I haven’t posted for a while, and since Jeremy comes home for the summer tonight, I thought I should write something quickly. I did take some photos of knitting projects, but they are out of date already, so I’ll just say in passing that the Polka Purl Dot tank is complete except for belt straps and blocking, and my dad’s vest is making good progress, almost to the armholes on the front.

Weekend Update
The past few weekends have been much more action-packed than I’ve been used to of late. Last weekend I went out for a long trek around town: I finally visited the public library, explored a bit downtown Salem and saw an old steam engine train by Riverfront Park, and then wandered around Saturday Market and bought some plants.

This past weekend, I went to a small Sheep to Shawl Festival at Mission Mill Museum, and got to meet sheep, goats, llamas, alpacas, and an angora bunny that made me miss Baron Von Fluff. I watched a sheep being sheared, and saw a whole bunch of people spinning yarn, but exercised a great deal of restraint and bought nothing. On Saturday evening I walked to the Reed Opera House downtown, in the pouring rain, hoping to go see a play through the Salem Repertory Theater. It turned out that show and all the remaining ones were sold out, but by hanging around, I managed to get ahold of a Sunday evening ticket via cancellation, so the next day I walked back downtown in much nicer weather.

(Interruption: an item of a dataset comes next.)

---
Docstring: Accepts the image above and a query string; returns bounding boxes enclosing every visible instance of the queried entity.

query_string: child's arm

The play is “The Complete Works of William Shakespeare (Abridged),” and I saw it performed once before, in my senior year of high school in Denver. I remembered it as being the funniest play I have ever seen, and it didn’t disappoint the second time around. It is put on by only three actors, at a frantic pace, as you might imagine: dressing up in one costume after another, condensing and combining 37 plays. The play does have a set script—I remembered the history play football game, the 14-in-1 comedy, the Othello rap, and the Titus Andronicus cooking show—but the actors clearly had a lot of room for improvisation as well, making comments relevant to Salem and tying in current pop culture and news references. They even mentioned the Desperate Housewives finale, which was airing during the performance. The second half of the play is entirely devoted to Hamlet: fast, faster, fastest (they all immediately fall down dead), and even backwards. The actors did a fantastic, frenetic job, and it is a play I would highly recommend to anyone who has the opportunity to see it—I only wish Jeremy had been able to come home before its run ended here.